[ITGA NEWS]: New French regulation – Decree of October 1, 2019

[ITGA NEWS]: New French regulation – Decree of October 1, 2019

In 2019, new regulations came into effect for the asbestos businesses in France. All laboratories had until April 21 of this year to enforce this regulation. For many years now at ITGA, we analyze our material samples with TEM, which allows us to perform a chemical analysis to determine the nature and composition of the fibers. In addition, for so-called “fibrous” materials (with visible fibers), a PLM analysis is carried out.

Unlike other countries in the world where regulations and standards are not as strict, in France we do not differentiate between serpentines and amphiboles, they are all considered to be carcinogenic, and therefore dangerous.

This new regulation requires us to rethink our methods and our information and sample processes, firstly with our customers but also within our laboratories accredited by our French Cofrac accreditation committee. For reliable and efficient test results for all, it is necessary to adopt rigorous methods and exchanges of information between operators and the laboratory. From now on, operators must describe the sample taken and indicate to the laboratory the layers of interest to be analyzed.

The decree provides for operators to indicate a certain amount of information concerning their samples (such as: file number, list of samples, type of material, etc.). The old requirements, still applicable: require that the samples be packaged individually in a double bag and identified by a unique reference, now it is specified that the double bagging must be airtight.

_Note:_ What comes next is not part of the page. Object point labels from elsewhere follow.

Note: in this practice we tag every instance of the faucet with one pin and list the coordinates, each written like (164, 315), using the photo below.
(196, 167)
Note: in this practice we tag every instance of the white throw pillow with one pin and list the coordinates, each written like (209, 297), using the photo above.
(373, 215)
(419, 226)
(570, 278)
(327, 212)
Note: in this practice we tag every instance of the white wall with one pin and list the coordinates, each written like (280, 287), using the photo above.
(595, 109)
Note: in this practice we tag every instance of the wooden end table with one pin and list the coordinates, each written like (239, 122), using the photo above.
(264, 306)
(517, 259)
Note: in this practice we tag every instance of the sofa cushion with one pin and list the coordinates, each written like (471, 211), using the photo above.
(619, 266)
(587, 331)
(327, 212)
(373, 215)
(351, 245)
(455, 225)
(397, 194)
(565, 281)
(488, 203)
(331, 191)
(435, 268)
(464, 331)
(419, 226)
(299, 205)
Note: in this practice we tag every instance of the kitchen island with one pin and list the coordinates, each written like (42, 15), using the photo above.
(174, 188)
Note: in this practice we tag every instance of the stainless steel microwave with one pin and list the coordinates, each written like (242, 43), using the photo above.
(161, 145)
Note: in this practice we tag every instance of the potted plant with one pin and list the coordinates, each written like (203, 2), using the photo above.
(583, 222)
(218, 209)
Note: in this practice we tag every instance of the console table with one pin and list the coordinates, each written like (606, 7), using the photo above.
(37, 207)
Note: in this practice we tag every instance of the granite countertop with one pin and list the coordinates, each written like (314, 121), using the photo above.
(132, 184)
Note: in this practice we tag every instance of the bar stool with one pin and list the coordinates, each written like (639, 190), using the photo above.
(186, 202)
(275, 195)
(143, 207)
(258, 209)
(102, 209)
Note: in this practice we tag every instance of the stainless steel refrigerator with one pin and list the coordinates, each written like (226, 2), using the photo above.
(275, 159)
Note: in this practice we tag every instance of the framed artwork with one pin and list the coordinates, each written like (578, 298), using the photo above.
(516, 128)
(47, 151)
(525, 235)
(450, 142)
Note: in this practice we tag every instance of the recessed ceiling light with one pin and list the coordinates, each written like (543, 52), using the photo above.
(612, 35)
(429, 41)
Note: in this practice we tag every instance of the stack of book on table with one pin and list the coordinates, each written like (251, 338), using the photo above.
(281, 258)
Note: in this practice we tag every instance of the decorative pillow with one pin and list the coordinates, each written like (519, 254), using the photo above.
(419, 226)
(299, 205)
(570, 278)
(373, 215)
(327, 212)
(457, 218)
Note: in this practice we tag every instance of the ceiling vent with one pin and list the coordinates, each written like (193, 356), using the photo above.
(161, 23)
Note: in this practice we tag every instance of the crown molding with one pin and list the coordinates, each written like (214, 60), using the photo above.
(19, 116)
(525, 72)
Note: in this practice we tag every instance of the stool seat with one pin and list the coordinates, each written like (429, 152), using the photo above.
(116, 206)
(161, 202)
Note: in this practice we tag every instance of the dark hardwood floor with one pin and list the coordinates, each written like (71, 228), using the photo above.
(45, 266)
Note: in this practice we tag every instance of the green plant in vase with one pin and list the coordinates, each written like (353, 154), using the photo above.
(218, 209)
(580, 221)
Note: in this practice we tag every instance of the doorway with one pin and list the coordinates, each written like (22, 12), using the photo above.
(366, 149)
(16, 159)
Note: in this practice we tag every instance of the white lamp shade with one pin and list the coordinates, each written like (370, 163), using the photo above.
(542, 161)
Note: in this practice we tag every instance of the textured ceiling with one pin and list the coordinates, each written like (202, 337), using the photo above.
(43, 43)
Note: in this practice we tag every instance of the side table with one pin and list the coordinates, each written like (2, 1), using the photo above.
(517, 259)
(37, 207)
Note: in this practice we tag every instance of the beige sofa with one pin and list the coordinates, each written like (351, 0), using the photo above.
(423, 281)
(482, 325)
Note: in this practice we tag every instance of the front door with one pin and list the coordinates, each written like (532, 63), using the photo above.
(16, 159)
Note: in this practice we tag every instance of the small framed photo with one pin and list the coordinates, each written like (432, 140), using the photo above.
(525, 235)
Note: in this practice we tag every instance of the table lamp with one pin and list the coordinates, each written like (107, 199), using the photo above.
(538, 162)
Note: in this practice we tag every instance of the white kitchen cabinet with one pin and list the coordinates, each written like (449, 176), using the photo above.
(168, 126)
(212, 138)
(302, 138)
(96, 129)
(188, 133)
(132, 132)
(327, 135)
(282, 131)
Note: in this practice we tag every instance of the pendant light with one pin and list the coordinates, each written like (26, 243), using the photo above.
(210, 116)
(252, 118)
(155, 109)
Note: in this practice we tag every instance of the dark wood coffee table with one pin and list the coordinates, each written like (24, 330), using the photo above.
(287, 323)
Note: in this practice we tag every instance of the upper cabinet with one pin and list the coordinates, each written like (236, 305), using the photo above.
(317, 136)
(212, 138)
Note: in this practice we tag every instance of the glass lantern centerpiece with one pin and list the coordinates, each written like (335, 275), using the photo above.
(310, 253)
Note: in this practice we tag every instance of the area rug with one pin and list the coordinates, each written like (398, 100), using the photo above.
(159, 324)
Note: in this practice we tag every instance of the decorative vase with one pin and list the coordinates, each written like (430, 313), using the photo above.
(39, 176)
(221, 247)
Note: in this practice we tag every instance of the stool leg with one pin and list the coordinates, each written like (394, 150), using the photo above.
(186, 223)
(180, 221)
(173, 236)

On receipt of samples, the decree provides that the laboratory carries out 2 verifications: an examination with the naked eye and an examination with a binocular magnifier. It is also required to provide results by separable layer (1), as a sample may contain several layers. As far as possible and to guarantee the limit detection (2), an analysis result per layer will be given to the client.

Otherwise, an analysis for a set of layers is carried out, but a mixture of layers limits the possibility of detecting asbestos, which is why it is essential for the client to communicate to us the layer of interest to be analyzed, the precise description of his sample and to provide us with a sufficient quantity for analysis.

At ITGA, we support our clients to make this transition as simple and efficient as possible. The internal department in charge of preparing our laboratories for this regulation informed and supported all the teams mainly concerning the changes related to the application used for the traceability of our samples.

(1): Element that can be distinguished from other elements by superposition or stratification.

(2): This is the smallest mass concentration of asbestos that can be detected with a probability of 95%.